Adequate personal protective equipment (PPE) has also been a major issue for her and her colleagues, Margaret notes.
“We have screens now but those only came in last week,” she said. “Gloves also came in three weeks after they were supposed to. I’ve had to personally source and bring in gloves for my colleagues – the bank says they’ll reimburse us but that’s not the point.”
Anxiety among staff at the branch where Margaret works is now running extremely high, and it’s only being exacerbated as the government signals an ease of the lockdown as early as next week, which many critics have said is premature.

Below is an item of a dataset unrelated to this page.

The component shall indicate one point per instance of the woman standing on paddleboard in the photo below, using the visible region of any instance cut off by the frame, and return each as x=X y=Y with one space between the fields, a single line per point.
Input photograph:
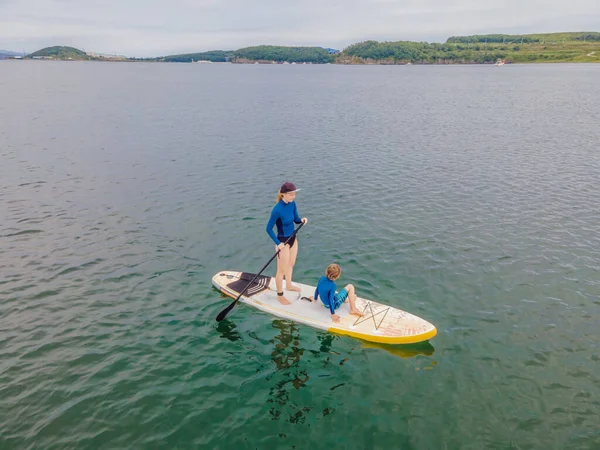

“After Sunday’s announcement from Boris Johnson, I suspect the bank will immediately start extending our opening hours,” she said. “People will think – okay we’re back to normal and it’s all over. Sunday’s announcement absolutely petrifies all of us at the branch because whatever the prime minister says, people will hear what they want to hear. Already customers are demanding that we open the tills we’ve had to close to maintain social distancing. They’re asking why we can’t let people in more than two at a time.”
Despite the extreme stress that Margaret and her colleagues are all now under, she said what motivates them is not only their duty to their customers in need but also their loyalty to each other.
“There is a sense among our team – and we have a brilliant team – that we are in this together,” she said. “I would do anything for my team and they would do anything for me.”
Margaret urges other bank branch workers who are working through the crisis to stand together with each other and to be brave and vocal.
“If you feel it’s not the right thing to do for your personal safety, then don’t do it,” she said.
“I’ve been very outspoken throughout the crisis and have been told twice already by bosses that after all this is over, that you don’t want be remembered by management for the wrong things. My answer to them is this – if by ‘wrong things’ you mean caring for my colleagues, then yes, I do want to be remembered for those things.”
Unite national officer Dominic Hook hailed the work that Margaret and other bank branches workers are now doing – and called for action from the banks to protect their safety.
“Members working in bank branches have continued to go to work and provide essential services to their communities and it’s time they were recognised for this important work,” he said. “Some banks need to work much harder to get the message across to the public about whether their visit to a branch is essential and provide clear guidance in the branch.”